Students measuring in field

As part of a larger project – The Historical Ecology Project of the Northern Basin of Mexico – Dr. Chris Morehart is specifically studying the dual role of political and climatological change on human settlements and landscapes during a period of dramatic transformation in Mexico, the Epiclassic to Early Postclassic periods (ca. 650-1200 CE).

As part of a larger project – The Historical Ecology Project of the Northern Basin of Mexico – Dr. Chris Morehart is specifically studying the dual role of political and climatological change on human settlements and landscapes during a period of dramatic transformation in Mexico, the Epiclassic to Early Postclassic periods (ca. 650-1200 CE).
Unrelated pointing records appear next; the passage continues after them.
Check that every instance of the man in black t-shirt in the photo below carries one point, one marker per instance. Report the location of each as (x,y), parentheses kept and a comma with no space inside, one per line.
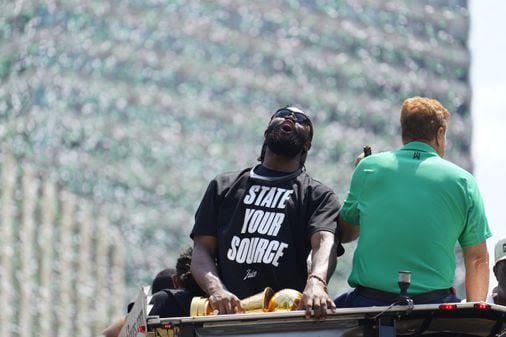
(256,228)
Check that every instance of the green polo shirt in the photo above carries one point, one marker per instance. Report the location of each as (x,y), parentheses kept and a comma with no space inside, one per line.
(412,207)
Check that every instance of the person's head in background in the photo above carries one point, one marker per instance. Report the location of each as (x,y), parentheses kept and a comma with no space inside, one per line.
(424,120)
(183,278)
(164,280)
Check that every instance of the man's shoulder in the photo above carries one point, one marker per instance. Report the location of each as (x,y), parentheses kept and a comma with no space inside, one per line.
(231,176)
(454,169)
(309,181)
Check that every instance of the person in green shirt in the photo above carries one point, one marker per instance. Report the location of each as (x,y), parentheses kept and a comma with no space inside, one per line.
(411,207)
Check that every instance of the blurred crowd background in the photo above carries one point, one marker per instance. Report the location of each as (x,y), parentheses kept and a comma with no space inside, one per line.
(114,115)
With several years of support from the National Science Foundation, the key focus of this research is to assess how local people responded to

  1. the macro-regional political economy and 
  2. climatic variation.

Documenting peoples’ strategic responses to these phenomena will shed light on how regional conditions affected livelihoods and, significantly, how local processes influenced regional transformation in the social, political and physical landscape.

Targeting such complexity requires considerable investment and extensive efforts to reconstruct both top-down and bottom-up processes. It requires research that is

  1. regional in scope and 
  2. intensively local, focusing on communities and households.

The project area covers over 200 square kilometers in several municipalities.

We are resurveying and mapping many sites documented almost 40 years ago. We are combining this work with a systematic program of test excavations as well as intensive horizontal excavations in a range of different sites, such as small hamlets, villages and centers.

This work is integrated with a program of paleo-ecological coring as well as geomorphological excavations in a series of areas with evidence of human impact, such as ancient canals and terraces.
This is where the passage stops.